Napływają pierwsze wnioski

Treść

Krakowskie "becikowe" nie cieszy się dużym powodzeniem. Do tej pory mieszkańcy Krakowa złożyli ponad sto wniosków o jego wypłatę. Pracownicy Miejskiego Ośrodka Pomocy Społecznej zaznaczają, że to liczba niższa od wyliczonej średniej miesięcznej urodzeń, jednak na złożenie wniosku jest dużo czasu - pół roku od narodzin.
Zgodnie z przyjętą przez Radę Miasta Krakowa uchwałą o wypłatę "becikowego" może ubiegać się każda matka, która po 1 stycznia urodziła dziecko i która co najmniej na rok przed porodem była zameldowana w Krakowie. Świadczenie przysługuje także rodzicom adoptującym dzieci oraz ojcom samotnie je wychowującym - oczywiście krakowianom. Jak podkreślają pracownicy MOPS, w przydzielaniu "becikowego" nie jest brana pod uwagę wysokość dochodów osób ubiegających się o nie.

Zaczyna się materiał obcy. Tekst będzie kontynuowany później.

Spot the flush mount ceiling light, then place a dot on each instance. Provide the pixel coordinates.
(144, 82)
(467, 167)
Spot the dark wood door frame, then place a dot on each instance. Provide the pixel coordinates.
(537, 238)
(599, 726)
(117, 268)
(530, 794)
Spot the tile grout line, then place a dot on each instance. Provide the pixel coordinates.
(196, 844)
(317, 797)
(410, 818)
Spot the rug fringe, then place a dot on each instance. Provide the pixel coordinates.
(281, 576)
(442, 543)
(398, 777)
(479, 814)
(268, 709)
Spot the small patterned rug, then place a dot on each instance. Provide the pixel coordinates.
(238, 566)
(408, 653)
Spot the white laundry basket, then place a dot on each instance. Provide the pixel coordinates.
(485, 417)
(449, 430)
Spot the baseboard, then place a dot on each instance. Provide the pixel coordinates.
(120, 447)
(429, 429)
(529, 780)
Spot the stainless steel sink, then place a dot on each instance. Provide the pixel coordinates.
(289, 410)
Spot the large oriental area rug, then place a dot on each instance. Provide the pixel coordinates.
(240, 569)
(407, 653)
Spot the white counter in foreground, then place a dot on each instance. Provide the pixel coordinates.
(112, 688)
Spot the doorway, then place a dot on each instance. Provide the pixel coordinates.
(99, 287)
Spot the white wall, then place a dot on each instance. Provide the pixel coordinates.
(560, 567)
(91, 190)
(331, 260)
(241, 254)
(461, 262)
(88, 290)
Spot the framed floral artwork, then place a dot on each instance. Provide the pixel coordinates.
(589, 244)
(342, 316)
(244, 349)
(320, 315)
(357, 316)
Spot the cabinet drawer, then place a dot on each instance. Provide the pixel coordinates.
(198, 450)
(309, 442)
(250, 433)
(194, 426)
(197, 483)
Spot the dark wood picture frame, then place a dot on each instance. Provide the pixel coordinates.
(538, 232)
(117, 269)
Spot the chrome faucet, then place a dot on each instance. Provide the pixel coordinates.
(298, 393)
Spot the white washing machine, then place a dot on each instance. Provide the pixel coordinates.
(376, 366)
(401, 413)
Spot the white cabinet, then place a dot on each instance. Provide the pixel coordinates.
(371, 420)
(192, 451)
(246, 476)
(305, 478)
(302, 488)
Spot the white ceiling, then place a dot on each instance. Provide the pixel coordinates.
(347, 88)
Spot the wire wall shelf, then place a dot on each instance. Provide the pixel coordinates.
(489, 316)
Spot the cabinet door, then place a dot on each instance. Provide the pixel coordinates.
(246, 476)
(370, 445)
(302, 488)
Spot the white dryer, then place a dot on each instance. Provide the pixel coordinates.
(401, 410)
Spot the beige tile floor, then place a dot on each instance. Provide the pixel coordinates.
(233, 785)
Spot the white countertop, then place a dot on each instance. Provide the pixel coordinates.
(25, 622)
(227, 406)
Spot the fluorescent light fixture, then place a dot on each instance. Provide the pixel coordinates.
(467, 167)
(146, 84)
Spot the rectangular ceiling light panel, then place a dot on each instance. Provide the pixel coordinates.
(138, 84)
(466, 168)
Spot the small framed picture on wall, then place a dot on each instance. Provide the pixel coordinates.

Do tej pory do MOPS w Krakowie wpłynęło ponad sto wniosków o wypłatę tego jednorazowego świadczenia. To mniej niż wyliczona z ubiegłych lat miesięczna średnia urodzeń. - Z wyliczeń statystycznych z poprzednich lat wynika, że na miesiąc przypada około 300 urodzeń. Jednak to jest średnia. Ponadto rodzice mają pół roku na złożenie wniosku - powiedziała nam Marta Chechelska-Dziepak, rzecznik krakowskiego MOPS. Dodatkowo w średniej ujęte są wszystkie urodzenia zanotowane w Krakowie, a nie wszyscy rodzice z niego pochodzą.
Jak zaznaczyła rzecznik, ośrodek przygotował specjalne formularze ułatwiające ubieganie się o "becikowe", jednak przyjmowane są również pisma sporządzone odręcznie.
Rodzice na złożenie wniosku mają pół roku od narodzin dziecka. Mogą to zrobić w jednym z czterech oddziałów MOPS. Na "becikowe" miasto w tym roku zarezerwowało w budżecie 4 miliony złotych. Wysokość zapomogi to 1 tys. złotych, pomniejszone o podatek. - Niestety, nie wiadomo, kiedy ruszą wypłaty, ponieważ nie została jeszcze ostatecznie zatwierdzona procedura ich wydawania - dodała rzecznik.